2. Coconut curry with vegetables


  1. 1 tbsp vegetable oil
  2. 1 onion, chopped
  3. 2 cloves garlic, minced
  4. 1 tbsp grated ginger
  5. 1 tsp curry powder
  6. 1/2 tsp turmeric powder
  7. Coconut milk
  8. 1 cup vegetable broth
  9. 1 cup chopped mixed vegetables (broccoli, carrots, bell peppers)
  10. Chickpeas, drained and rinsed (optional)
  11. 1 cup cooked chicken breast, shredded (optional)
  12. Cilantro leaves for garnish (optional)
  13. Cooked rice or Naan bread for serving


  1. Heat oil in a large pot over medium heat. Add onions and cook until softened, about 5 minutes. Stir in garlic and ginger, cook for an additional minute.
  2. Add curry powder and turmeric, cook for 30 seconds, stirring constantly to release the flavors.
  3. Pour in coconut milk and vegetable broth. Bring to a simmer.
  4. Add chopped vegetables and chickpeas (if using). Simmer for 10-15 minutes, or until vegetables are tender-crisp.
  5. If using chicken, stir it in during the last few minutes of cooking.
  6. Season with salt and pepper to taste. Garnish with fresh cilantro leaves (optional).
  7. Serve hot over cooked rice or with Naan bread for dipping.

3. Sweet potato mash



  1. 2 large sweet potatoes, peeled and chopped
  2. 1/2 cup water
  3. 1/4 cup milk (dairy or non-dairy)
  4. 1 tbsp butter (or olive
  5. 1/4 tsp salt
  6. Pinch of ground black pepper
  7. Fresh chopped parsley or chives for garnish (optional)
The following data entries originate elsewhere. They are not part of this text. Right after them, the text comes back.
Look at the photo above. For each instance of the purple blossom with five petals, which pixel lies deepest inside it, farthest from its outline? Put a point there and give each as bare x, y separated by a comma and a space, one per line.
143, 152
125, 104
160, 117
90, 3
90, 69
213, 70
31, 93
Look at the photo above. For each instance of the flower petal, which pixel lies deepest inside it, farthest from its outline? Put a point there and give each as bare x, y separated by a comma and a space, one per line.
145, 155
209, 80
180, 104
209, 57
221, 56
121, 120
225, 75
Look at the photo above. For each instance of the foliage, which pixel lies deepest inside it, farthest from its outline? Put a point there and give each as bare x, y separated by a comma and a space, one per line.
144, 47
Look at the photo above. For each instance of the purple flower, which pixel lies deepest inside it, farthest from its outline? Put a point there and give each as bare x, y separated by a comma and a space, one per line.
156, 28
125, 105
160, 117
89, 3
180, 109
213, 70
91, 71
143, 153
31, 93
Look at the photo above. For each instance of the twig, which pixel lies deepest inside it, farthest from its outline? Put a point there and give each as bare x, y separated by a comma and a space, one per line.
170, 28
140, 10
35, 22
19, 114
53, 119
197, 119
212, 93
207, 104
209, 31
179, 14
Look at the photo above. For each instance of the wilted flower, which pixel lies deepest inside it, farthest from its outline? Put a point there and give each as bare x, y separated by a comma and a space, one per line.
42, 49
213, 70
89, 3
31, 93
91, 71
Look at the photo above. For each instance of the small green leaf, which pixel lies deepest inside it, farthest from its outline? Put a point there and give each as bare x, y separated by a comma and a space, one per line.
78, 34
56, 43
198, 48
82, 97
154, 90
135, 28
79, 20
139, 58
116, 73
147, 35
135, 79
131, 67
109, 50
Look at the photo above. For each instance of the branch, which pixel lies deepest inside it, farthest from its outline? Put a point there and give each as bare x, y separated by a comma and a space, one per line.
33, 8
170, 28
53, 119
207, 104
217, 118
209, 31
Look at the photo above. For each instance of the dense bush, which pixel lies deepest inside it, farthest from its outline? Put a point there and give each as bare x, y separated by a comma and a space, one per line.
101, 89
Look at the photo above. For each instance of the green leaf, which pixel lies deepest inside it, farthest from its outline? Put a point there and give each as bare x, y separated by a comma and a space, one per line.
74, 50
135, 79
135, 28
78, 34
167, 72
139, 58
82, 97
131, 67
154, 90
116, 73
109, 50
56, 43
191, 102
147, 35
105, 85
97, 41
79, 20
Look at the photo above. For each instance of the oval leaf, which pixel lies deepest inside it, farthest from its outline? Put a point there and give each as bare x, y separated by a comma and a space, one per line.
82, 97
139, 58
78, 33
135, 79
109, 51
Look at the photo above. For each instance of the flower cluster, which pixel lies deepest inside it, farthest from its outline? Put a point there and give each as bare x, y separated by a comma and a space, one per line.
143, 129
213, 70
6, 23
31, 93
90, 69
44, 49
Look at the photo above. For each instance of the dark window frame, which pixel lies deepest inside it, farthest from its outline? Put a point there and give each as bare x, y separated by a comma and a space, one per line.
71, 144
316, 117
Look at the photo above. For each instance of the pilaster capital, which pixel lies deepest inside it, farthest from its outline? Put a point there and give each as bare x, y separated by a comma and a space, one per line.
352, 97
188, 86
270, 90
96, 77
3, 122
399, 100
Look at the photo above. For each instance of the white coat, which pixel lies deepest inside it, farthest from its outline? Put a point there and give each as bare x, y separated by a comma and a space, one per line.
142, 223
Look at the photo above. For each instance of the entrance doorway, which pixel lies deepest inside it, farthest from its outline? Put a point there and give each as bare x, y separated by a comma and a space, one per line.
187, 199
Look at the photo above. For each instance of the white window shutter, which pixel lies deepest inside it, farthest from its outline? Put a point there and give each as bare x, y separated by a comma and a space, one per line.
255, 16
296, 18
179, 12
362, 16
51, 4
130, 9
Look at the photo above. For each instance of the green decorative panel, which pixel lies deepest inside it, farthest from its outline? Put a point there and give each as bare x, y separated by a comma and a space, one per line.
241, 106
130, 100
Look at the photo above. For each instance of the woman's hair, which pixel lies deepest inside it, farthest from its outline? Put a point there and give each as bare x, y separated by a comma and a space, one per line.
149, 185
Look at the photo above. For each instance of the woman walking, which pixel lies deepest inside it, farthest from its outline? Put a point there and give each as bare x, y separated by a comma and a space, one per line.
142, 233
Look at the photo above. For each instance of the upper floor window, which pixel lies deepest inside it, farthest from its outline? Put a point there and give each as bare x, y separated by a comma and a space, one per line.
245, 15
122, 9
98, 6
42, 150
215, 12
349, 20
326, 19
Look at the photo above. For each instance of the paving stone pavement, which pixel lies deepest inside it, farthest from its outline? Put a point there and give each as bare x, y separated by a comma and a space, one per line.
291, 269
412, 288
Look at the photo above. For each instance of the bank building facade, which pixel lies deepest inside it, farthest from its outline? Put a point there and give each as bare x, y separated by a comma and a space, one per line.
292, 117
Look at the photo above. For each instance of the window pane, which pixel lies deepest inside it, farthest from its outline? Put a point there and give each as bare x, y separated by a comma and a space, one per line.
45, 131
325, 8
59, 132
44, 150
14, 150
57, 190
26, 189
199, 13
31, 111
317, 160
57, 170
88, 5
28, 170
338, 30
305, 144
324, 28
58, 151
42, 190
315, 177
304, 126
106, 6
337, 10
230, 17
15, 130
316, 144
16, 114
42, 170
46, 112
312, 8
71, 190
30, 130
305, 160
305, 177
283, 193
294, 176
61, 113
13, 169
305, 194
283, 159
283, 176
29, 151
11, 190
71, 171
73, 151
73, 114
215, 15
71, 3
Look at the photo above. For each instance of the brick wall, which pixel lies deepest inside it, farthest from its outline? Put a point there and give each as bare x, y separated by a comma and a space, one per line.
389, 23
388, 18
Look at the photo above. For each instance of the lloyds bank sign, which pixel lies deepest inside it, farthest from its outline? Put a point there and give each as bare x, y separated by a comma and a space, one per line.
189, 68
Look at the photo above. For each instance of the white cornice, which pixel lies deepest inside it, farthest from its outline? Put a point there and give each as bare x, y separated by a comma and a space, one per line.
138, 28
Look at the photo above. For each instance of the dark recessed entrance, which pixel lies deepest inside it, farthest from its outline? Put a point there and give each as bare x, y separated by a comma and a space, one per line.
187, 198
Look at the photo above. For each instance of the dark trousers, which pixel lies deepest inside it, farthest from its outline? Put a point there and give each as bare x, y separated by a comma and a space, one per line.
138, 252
  1. In a medium saucepan, combine chopped sweet potatoes and water. Bring to a boil, then reduce heat and simmer for 15-20 minutes, or until sweet potatoes are fork-tender. Drain any excess water.
  2. While potatoes are cooking, heat milk and butter (or olive oil) in a small saucepan over medium heat until butter melts. Remove from heat.
  3. In a large bowl, mash the cooked sweet potatoes using a potato masher or an electric mixer. Gradually add the warm milk mixture, beating until smooth and creamy. Season with salt and pepper to taste.
  4. Garnish with fresh chopped parsley or chives (optional) before serving.

This content was generated by an AI model and verified by the author.